Setor de biodiesel cria entidade e vai debater qualidade do produto
A indústria de biodiesel está se movimentando para tentar romper a resistência histórica que existe entre outros elos da cadeia, como distribuidores de combustíveis e fabricantes de automóveis, em relação à qualidade do biocombustível brasileiro e à sua mistura ao diesel fóssil. Abrir o debate com esses agentes deverá ser uma das prioridades da AliançaBiodiesel, organização cuja criação está senod oficializada nesta quarta-feira (8) pela Associação das Indústrias Brasileiras de Óleos Vegetais (Abiove) e Associação dos Produtores de Biodiesel do Brasil (Aprobio).
Embora a Lei do Combustível do Futuro tenha previsto um aumento escalonado da adição do biodiesel ao diesel até 25%, são constantes as críticas dos distribuidores, revendedores de combustíveis e fabricantes de automóveis de que o aumento do percentual do biodiesel acelera o desgaste dos motores.
Em fevereiro, a Federação Nacional do Comércio de Combustíveis e Lubrificantes (Fecombustíveis) afirmou que as oficinas já relatam mais falhas em bicos injetores e saturação precoce do filtro (DPF), entre outras, e relacionou os problemas à formação de resíduos e ao crescimento microbiológico no combustível. Também é frequente a crítica de distribuidores pequenos e médios a respeito da falta de infraestrutura própria para garantir homogeneidade na mistura.
Jerônimo Goergen, presidente da Aprobio, diz que as indústrias trabalham para melhorar a qualidade de seus produtos e avalia que o próximo relatório do Programa de Monitoramento da Qualidade do Biodiesel (PMQBio), a ser divulgado em maio pela Agência Nacional do Petróleo, Gás Natural e Biocombustíveis (ANP), deverá apresentar uma redução no número de amostras com problemas.
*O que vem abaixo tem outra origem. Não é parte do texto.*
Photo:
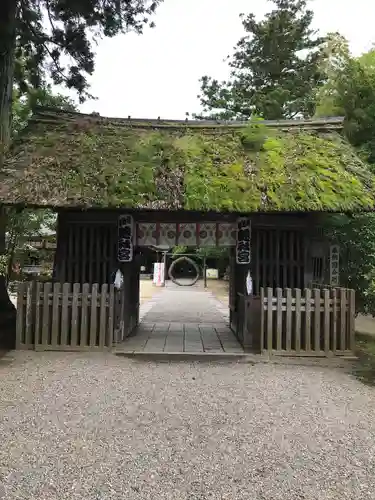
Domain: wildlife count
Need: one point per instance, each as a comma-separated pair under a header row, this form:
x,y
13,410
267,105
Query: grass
x,y
364,367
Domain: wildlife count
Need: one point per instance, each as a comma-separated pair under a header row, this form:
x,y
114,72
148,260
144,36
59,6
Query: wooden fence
x,y
54,316
301,323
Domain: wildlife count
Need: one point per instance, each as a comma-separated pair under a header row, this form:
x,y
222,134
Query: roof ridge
x,y
43,112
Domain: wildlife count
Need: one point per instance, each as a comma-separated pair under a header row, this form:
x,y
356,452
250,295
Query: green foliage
x,y
24,105
350,92
21,227
253,136
275,68
356,237
55,37
336,56
191,168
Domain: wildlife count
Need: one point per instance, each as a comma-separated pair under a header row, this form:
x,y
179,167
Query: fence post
x,y
246,336
351,307
269,320
298,320
262,337
279,318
No último relatório, de setembro de 2025, a ANP identificou inconformidades em 27,5% das amostras (37% entre produtores e 23,4% entre distribuidores). Segundo Goergen, os principais problemas hoje não são relacionados à matéria-prima, mas sim aos equipamentos e procedimentos. “As indústrias estão se esforçando para melhorar”, afirma.
Para André Nassar, presidente da Abiove, os problemas que ocorrem hoje nos motores não estão relacionados à qualidade do biodiesel, mas a fatores externos que podem ser discutidos com outros elos da cadeia. Segundo ele, os problemas têm a ver com condição de clima, tempo de armazenamento ou existência de água dentro dos tanques, por exemplo.
No segundo ciclo de avaliação do PMQBio deste ano, cujo relatório deve sair no segundo semestre, a ANP deverá informar quais são os produtores com inconformidades, iniciativa que tem apoio das associações. “Quem não melhorar vai começar a ter problemas”, disse Gorgen.
Abiove e Aprobio hoje já têm cada um programas de certificação que avaliam a qualidade do biodiesel de suas associadas, com avaliações independentes. O plano agora é reunir essas iniciativas em uma certificação unificada.
Reconhecimento
Para Goergen, “não adianta ter uma lei que garante a mistura se não tem o reconhecimento de quem consome”. Para ele, o reconhecimento do biodiesel brasileiro é fundamental até para a conquista de mercados fora do Brasil. “Não podemos continuar falando mal de nós mesmos”, diz.
Sob a nova organização, as indústrias devem reforçar sua atuação junto ao governo, embora hoje o diálogo com o Congresso seja centralizado na Frente Parlamentar do Biodiesel, ressalta Nassar. O setor está demandando agilidade nos testes para o aumento da mistura mínima do biodiesel, hoje em 15%, sob o argumento de que o governo precisa ter um “plano B” caso falte diesel por causa da guerra no Oriente Médio.
“É inconcebível que o Brasil, num governo que criou o programa de biodiesel, perca oportunidade de ocupar espaço na transição energética”, afirma Goergen. “A guerra deveria nos levar a querer reduzir a participação do diesel importado”, acrescenta Nassar.
A AliançaBiodiesel também deverá avançar no debate sobre novos mercados e vai formalizar nesta quarta-feira um acordo com a Latam para estudar a viabilidade de oferta de combustíveis sustentáveis de aviação (SAF) feitos a partir do biodiesel, segundo Goergen.